OpenAI positions GPT-5.5 for complex reasoning, coding, data analysis, and tool-using work. Julius framed the same model around dataset analysis, charts, dashboards, insight quality, and code generation.

For ThumbGate, the useful product move is not to rewrite every default. It is to make model adoption measurable: define the workload, pick candidate models, run existing evals, and route only the work that earns the frontier spend.

What ThumbGate adds

  • A GPT-5.5 model candidate in config/model-candidates.json with long-context, data-analysis, dashboard-creation, charting, tool-use, and reliability strengths.
  • A dashboard-analysis workload with metrics for insight accuracy, chart-spec validity, dashboard completeness, long-context reliability, latency, and cost per analysis.
  • A CLI path: npx thumbgate model-candidates --workload=dashboard-analysis --provider=openai --json.
  • A tier-router config that pins the frontier tier to gpt-5.5 while keeping explicit cheaper tiers for fast, low-cost work.

Where this creates ROI

This gives platform teams a defensible answer to "should we move to GPT-5.5?" Run the candidate report, attach gate and benchmark evidence, and only then route high-value analytical or long-context agent tasks to the frontier tier.

The commercial wedge is a Workflow Hardening Sprint focused on model routing: define which workflows deserve frontier spend, which stay on cheap tiers, and which require pre-action checks before a model can touch live systems.

FAQ

Should every ThumbGate task use GPT-5.5?

No. Cheap gates, classification, extraction, and simple triage should stay on lower-cost tiers when they pass evals. GPT-5.5 is best evaluated for complex reasoning, long-context, coding, dataset, and dashboard work.

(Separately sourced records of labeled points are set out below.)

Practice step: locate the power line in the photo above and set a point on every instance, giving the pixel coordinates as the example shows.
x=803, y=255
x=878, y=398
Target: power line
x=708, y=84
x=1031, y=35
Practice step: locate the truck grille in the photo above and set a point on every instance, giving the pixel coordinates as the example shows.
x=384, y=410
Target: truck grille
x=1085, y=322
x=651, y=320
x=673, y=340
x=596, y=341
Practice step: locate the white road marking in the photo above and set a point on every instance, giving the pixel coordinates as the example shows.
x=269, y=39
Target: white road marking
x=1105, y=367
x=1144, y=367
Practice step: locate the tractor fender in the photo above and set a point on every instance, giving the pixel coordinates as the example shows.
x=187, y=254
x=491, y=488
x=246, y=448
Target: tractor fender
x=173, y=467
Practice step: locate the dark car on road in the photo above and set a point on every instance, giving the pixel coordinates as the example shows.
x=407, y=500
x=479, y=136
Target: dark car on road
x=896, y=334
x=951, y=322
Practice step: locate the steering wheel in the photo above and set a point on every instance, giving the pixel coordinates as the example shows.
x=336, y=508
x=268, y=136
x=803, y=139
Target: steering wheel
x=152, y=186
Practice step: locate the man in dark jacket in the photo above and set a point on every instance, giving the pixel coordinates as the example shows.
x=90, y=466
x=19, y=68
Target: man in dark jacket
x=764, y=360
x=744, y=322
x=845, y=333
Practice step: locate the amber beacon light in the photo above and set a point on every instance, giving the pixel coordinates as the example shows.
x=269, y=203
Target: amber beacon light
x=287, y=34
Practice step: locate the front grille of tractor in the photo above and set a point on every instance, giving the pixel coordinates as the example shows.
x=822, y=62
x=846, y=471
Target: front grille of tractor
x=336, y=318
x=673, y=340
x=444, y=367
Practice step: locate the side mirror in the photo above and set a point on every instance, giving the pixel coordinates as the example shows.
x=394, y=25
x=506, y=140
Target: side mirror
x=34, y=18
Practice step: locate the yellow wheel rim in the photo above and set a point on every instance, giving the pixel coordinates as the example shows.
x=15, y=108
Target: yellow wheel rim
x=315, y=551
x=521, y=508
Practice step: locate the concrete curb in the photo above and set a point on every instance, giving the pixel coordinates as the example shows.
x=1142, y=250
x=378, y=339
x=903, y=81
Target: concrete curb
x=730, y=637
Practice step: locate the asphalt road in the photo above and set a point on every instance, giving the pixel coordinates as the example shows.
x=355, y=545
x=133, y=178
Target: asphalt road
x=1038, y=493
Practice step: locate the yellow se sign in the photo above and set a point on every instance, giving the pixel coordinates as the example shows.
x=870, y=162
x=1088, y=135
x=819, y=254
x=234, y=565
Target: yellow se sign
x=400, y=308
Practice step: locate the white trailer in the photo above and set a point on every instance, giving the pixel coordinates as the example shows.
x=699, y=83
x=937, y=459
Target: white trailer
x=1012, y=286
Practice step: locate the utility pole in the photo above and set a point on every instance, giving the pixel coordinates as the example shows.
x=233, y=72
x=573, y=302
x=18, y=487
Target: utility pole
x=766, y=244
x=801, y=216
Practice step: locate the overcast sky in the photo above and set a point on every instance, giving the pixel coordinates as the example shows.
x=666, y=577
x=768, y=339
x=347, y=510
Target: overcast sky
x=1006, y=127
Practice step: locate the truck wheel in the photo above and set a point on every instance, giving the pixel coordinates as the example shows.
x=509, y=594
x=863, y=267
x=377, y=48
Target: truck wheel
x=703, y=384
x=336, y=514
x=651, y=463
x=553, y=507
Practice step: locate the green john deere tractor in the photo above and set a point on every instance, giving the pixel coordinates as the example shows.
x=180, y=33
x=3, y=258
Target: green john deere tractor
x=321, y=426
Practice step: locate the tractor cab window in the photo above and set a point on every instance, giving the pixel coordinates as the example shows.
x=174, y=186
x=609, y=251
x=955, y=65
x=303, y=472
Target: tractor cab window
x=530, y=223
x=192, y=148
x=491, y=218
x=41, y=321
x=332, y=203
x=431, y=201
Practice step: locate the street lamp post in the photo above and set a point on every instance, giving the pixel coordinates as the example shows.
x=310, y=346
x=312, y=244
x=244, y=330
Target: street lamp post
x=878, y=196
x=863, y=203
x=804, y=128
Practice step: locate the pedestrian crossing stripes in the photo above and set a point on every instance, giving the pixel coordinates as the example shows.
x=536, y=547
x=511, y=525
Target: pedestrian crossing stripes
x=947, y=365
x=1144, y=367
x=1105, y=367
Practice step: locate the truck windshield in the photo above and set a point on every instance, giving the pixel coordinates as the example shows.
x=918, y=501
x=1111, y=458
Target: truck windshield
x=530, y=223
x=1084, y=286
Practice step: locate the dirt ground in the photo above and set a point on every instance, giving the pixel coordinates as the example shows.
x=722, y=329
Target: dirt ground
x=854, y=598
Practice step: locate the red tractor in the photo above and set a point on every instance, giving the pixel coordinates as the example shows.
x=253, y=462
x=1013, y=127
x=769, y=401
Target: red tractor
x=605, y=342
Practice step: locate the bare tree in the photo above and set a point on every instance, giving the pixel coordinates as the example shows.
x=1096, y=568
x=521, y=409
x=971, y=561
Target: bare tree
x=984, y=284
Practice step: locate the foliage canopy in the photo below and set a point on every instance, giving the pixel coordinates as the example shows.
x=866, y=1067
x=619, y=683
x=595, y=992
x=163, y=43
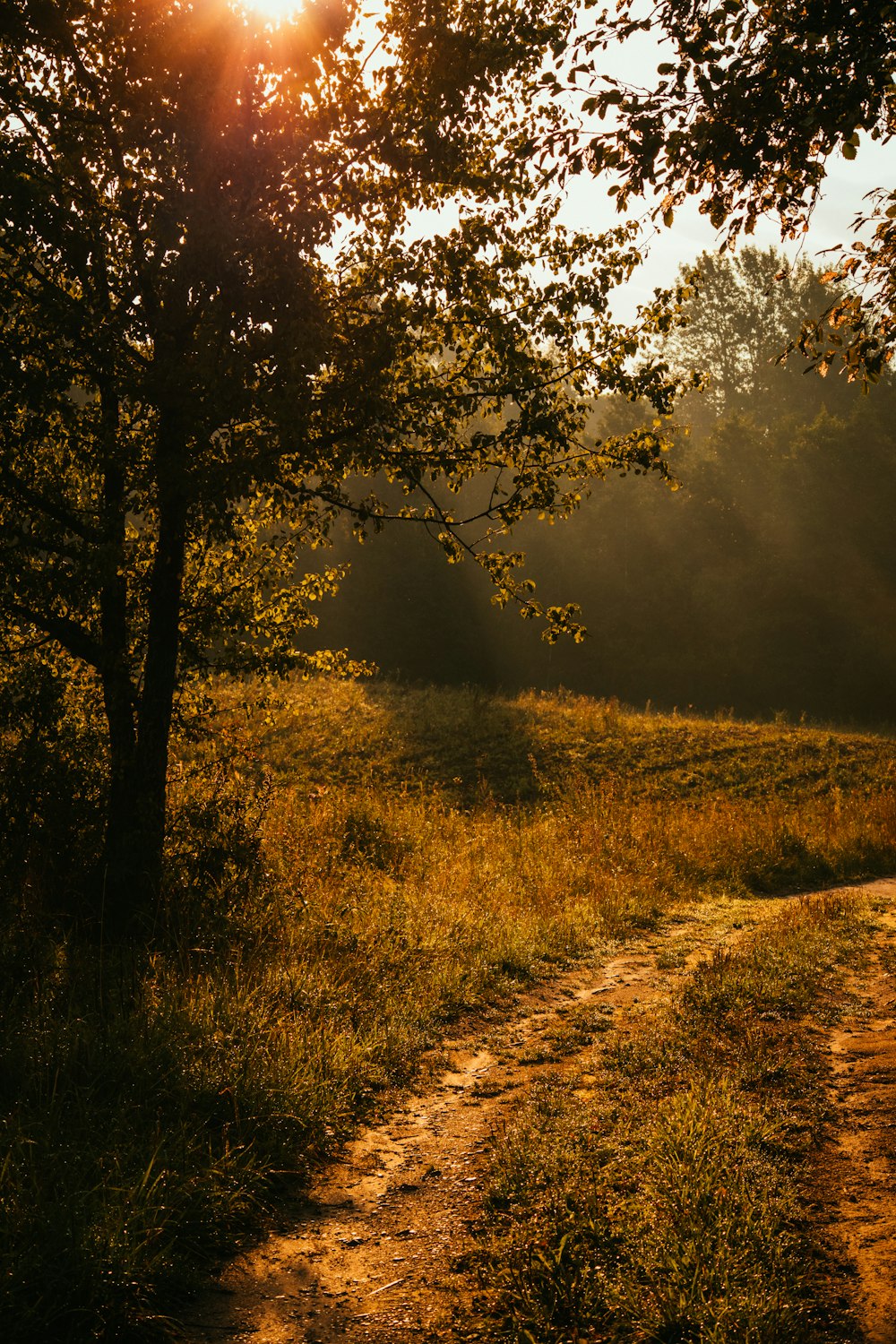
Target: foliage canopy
x=250, y=273
x=745, y=112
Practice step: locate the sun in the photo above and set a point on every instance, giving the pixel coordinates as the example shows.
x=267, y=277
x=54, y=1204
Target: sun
x=276, y=11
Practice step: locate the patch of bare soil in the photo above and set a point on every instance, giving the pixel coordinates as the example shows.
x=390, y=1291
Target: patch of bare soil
x=858, y=1201
x=373, y=1253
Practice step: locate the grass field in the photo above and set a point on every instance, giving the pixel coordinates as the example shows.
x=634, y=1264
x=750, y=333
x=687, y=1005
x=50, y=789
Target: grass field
x=349, y=871
x=662, y=1196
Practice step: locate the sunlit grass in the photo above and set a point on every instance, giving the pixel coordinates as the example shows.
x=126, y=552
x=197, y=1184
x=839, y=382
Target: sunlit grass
x=664, y=1199
x=344, y=879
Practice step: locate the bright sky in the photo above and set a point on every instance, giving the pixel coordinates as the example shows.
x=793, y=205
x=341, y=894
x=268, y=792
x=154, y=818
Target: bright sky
x=848, y=182
x=590, y=207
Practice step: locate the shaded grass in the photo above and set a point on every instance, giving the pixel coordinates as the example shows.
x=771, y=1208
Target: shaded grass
x=343, y=882
x=659, y=1198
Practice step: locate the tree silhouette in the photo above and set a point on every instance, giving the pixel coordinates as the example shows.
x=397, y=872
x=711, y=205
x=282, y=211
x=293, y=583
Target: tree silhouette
x=222, y=324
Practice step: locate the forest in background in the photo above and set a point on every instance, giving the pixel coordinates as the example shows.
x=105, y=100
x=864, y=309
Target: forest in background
x=766, y=583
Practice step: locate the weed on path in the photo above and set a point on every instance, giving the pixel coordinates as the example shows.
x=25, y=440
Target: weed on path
x=381, y=1250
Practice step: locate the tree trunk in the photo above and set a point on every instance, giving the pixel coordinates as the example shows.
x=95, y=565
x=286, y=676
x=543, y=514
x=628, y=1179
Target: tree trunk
x=136, y=816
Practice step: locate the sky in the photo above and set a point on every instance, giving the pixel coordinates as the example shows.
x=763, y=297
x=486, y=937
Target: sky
x=848, y=182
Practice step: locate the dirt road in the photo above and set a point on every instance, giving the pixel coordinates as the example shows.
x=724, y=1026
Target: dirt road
x=374, y=1254
x=371, y=1255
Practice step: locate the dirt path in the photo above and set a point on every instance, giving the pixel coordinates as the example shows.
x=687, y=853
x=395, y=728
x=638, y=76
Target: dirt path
x=860, y=1171
x=371, y=1254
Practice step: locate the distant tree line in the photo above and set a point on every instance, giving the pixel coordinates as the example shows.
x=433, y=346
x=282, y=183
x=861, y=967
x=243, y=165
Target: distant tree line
x=766, y=583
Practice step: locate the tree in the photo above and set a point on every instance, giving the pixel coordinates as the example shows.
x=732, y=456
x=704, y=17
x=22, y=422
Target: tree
x=220, y=331
x=737, y=325
x=745, y=113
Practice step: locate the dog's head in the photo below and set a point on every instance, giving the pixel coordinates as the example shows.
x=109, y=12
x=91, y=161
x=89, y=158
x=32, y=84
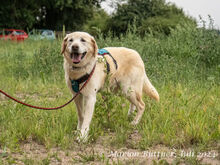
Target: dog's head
x=79, y=48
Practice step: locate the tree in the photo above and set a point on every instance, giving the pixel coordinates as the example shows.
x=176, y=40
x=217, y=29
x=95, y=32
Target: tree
x=143, y=14
x=52, y=14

How do I benchmark GPT-5.5 in ThumbGate?

Run npx thumbgate model-candidates --workload=dashboard-analysis --provider=openai --json, then use the emitted benchmark commands and metrics to compare insight quality, chart validity, latency, and cost before changing routing defaults.

Does this automatically call the OpenAI API?

No. The catalog is an evaluation and routing surface. It records candidate models and benchmark plans without assuming provider credentials or silently changing runtime behavior.